I use NFS roots for my hypervisors, and iSCSI for the VM storage. I previously didn’t have iSCSI in the mix and was just using qcow2 files on the NFS share, but that had some major performance problems when there was a lot of concurrent access to the share.
The hypervisors use iPXE to boot (mostly; one of them has gPXE on the NIC, so I didn’t need to have it boot to iPXE before the NFS boot).
In the past I have also use a purely iSCSI environment with the hypervisors using iPXE to boot from iSCSI. I moved away from it because it’s easier to maintain the single NFS root for all the hypervisors for updates and the like.
The servers use their built-in NIC’s PXE to load iPXE (I still haven’t yet figured out how to flash iPXE to a NIC), and then iPXE loads a boot script that boots from NFS.

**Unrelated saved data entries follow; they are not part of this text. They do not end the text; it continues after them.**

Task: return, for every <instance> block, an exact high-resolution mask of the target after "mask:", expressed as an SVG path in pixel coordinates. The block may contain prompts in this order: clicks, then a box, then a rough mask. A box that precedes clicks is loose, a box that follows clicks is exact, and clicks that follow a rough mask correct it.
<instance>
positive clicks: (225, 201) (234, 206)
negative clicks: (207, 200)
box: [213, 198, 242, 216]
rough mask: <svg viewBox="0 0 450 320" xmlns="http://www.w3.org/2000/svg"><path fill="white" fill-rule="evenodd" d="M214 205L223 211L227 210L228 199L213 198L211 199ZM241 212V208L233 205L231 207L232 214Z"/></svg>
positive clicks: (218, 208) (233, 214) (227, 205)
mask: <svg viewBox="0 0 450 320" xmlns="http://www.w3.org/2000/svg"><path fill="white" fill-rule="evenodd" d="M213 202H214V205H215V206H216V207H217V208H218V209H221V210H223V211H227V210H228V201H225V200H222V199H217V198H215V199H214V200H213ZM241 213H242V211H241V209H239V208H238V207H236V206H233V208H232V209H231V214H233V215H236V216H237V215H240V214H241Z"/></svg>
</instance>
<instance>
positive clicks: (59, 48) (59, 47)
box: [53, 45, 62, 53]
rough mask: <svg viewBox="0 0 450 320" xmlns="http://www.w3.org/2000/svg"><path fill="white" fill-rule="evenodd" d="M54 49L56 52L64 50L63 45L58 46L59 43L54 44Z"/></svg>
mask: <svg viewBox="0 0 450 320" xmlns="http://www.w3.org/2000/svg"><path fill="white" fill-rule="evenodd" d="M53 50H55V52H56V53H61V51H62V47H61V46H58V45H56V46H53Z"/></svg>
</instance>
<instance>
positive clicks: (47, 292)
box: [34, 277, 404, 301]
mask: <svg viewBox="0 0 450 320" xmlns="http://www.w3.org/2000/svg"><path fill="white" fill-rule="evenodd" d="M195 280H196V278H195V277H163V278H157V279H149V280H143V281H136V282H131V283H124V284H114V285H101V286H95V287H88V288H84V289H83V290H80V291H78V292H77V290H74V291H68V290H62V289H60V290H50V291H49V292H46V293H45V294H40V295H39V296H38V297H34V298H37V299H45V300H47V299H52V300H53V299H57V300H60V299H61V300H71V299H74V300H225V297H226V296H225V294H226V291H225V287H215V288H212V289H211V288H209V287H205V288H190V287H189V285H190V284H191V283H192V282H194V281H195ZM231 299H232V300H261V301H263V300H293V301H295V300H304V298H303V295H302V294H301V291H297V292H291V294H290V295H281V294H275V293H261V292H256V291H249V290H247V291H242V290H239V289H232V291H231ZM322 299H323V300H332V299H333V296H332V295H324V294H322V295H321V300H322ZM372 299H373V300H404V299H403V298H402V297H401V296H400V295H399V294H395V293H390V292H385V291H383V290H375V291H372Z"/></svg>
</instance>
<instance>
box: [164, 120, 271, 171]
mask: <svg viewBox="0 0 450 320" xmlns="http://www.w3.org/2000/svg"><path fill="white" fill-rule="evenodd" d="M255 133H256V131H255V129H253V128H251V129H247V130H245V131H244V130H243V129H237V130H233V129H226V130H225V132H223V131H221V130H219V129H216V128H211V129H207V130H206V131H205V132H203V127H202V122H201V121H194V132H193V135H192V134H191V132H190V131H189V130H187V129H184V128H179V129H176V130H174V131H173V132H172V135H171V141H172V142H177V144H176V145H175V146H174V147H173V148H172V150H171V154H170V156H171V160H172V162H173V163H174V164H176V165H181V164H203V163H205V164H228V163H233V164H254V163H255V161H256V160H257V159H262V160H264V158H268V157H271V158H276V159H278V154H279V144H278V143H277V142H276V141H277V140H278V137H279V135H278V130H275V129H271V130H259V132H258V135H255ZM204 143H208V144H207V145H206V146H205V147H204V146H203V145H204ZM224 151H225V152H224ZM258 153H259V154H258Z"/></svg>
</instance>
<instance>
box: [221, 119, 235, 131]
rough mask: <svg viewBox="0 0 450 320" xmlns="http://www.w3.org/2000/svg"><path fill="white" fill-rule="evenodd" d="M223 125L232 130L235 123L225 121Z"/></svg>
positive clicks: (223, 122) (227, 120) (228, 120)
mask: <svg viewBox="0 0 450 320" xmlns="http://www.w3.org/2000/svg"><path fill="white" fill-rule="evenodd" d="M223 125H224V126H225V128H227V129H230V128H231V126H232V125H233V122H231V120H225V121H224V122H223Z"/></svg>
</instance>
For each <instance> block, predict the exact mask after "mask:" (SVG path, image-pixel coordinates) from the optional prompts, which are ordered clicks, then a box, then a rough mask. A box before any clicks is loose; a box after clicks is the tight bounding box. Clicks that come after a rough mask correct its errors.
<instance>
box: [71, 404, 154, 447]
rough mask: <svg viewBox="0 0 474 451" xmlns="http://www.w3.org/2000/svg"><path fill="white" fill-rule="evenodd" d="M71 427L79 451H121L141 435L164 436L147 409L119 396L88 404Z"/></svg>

Here is the most up-to-date version of the guide I used to learn how to NFS boot: https://www.server-world.info/en/note?os=CentOS_Stream_9&p=pxe&f=5 - this guide is for CentOS, so you will probably need to do a little more digging to find one for Debian (which is what Proxmox is built on).
iPXE is the another component: https://ipxe.org/
It’s worth pointing out that this was a steep learning curve for me, but I found it super worth it in the end. I have a pair of redundant identical servers that act as the “core” of my homelab, and everything else stores its shit on them.